Treeship
Concepts

Cross-verification

Pair a receipt with an Agent Certificate to confirm the session stayed inside the agent's authorized envelope.

A Session Receipt proves what happened. An Agent Certificate proves what the agent was allowed to do. Cross-verification pairs the two and answers a single question: did this session stay inside the agent's authorized envelope?

Same machinery, three audiences:

  • The CLI calls it through treeship verify --certificate.
  • @treeship/verify will call it through WebAssembly in v0.9.1, so browser dashboards and edge workers can run the check with no server roundtrip.
  • Third-party dashboards embedding Treeship verification call the library function directly.

All three paths share the same Rust implementation and produce the same result.

What it checks

Three independent questions, in order:

1. Do the receipt and certificate refer to the same ship?

The receipt's session.ship_id (added in v0.9.0) must equal the certificate's identity.ship_id. A pre-v0.9.0 receipt has no ship_id and the answer is Unknown rather than Match or Mismatch. By default Unknown blocks the overall pass; callers that explicitly accept legacy receipts can inspect the status field.

2. Was the certificate valid at the time of the check?

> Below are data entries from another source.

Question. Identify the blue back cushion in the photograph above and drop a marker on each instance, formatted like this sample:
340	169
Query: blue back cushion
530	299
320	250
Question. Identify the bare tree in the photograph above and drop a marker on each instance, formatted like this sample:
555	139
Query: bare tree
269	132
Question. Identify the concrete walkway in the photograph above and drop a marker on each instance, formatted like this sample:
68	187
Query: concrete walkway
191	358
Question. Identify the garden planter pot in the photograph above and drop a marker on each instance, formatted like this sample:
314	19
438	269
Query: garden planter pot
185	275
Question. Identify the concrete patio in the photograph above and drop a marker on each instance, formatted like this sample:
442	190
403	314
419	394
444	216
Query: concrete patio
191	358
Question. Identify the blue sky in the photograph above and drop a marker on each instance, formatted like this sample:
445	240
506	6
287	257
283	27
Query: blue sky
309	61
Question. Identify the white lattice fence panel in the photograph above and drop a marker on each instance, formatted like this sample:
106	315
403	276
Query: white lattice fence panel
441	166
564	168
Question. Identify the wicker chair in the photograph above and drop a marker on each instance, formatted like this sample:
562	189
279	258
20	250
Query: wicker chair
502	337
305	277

issued_at <= now <= valid_until, where now is supplied explicitly by the caller. Making time an argument keeps the function deterministic and testable: tests pass a fixed value, the CLI passes SystemTime::now(), the future WASM build passes a JS-supplied timestamp.

The result is one of Valid, Expired { valid_until, now }, or NotYetValid { issued_at, now }.

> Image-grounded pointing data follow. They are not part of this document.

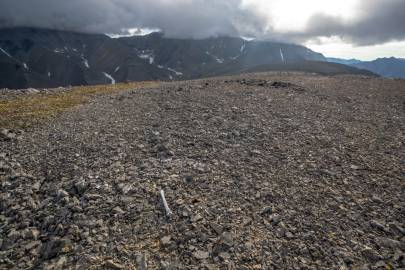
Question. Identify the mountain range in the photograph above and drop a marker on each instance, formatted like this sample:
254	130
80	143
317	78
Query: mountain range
387	67
43	58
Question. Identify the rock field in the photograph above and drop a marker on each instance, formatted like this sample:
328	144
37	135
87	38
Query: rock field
261	171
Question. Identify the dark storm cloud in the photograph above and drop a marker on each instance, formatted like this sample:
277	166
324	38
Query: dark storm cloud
376	21
185	18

3. Was every tool the session called authorized by the certificate?

Every tool name in the receipt's tool_usage.actual must appear in the certificate's capabilities.tools. The library returns three lists:

  • authorized tool calls — called AND in the certificate
  • unauthorized tool calls — called but NOT in the certificate; non-empty means the session exceeded its envelope
  • authorized tools never called — in the certificate but never used; not a failure, just useful context for reviewers

The roll-up

CrossVerifyResult::ok() returns true only if all three checks pass: ship IDs match, certificate is valid, zero unauthorized tool calls.

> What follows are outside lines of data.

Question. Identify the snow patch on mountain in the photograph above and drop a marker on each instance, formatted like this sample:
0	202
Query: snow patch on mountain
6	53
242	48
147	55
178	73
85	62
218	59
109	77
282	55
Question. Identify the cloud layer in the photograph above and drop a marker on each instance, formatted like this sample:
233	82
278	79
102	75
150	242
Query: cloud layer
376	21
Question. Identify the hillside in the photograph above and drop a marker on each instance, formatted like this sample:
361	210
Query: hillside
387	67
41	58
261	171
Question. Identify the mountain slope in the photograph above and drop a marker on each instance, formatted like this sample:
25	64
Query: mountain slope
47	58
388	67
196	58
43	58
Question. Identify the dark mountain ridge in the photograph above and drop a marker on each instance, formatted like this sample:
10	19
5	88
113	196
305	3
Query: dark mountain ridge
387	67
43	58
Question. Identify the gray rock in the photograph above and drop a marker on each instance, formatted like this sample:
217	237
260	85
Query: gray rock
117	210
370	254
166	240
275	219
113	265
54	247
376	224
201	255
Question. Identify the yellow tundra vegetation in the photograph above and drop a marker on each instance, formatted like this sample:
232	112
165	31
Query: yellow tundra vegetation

authorized_tools_never_called is reported but never blocks ok(). The agent had permission it didn't use; that's fine.

CLI output

✓  Certificate verified
✓  Ship IDs match
✓  All 12 tool calls authorized by certificate

Complete trust loop verified.

If any check fails the CLI reports the specific failure and exits 2.

Library use

The function lives at treeship_core::verify::cross_verify_receipt_and_certificate:

use treeship_core::verify::{cross_verify_receipt_and_certificate, ShipIdStatus};

let result = cross_verify_receipt_and_certificate(&receipt, &certificate, "2026-04-18T10:00:00Z");

if result.ok() {
    // ship matches, cert valid, no unauthorized calls
} else {
    match result.ship_id_status {
        ShipIdStatus::Match => {}
        ShipIdStatus::Mismatch { receipt, certificate } => {
            eprintln!("ship mismatch: receipt={receipt}, cert={certificate}");
        }
        ShipIdStatus::Unknown => {
            eprintln!("legacy receipt with no ship_id");
        }
    }
    eprintln!("unauthorized tool calls: {:?}", result.unauthorized_tool_calls);
}

What it does not do

Cross-verification is scoped. It does not:

  • Verify Ed25519 signatures inside the receipt's individual artifacts. That's the artifact-ID verify path or the .treeship package path. Cross-verify assumes the receipt itself was already verified.
  • Chain the certificate to a trusted issuer. v0.9.0 verifies the certificate's embedded Ed25519 signature against its embedded public key; trust chaining (issuer registry, revocation) is roadmap material.
  • Detect tools that were declared in bounded_actions but neither called nor in the certificate. Those are caught by the existing declaration vs actual analysis in the receipt itself.

The same library function is the seam Witness, third-party dashboards, and the future browser verifier all sit on. If you build verification UI of your own, depend on treeship_core::verify (or the WASM bridge in v0.9.1) rather than reimplementing the rules. Same input, same answer, in every runtime.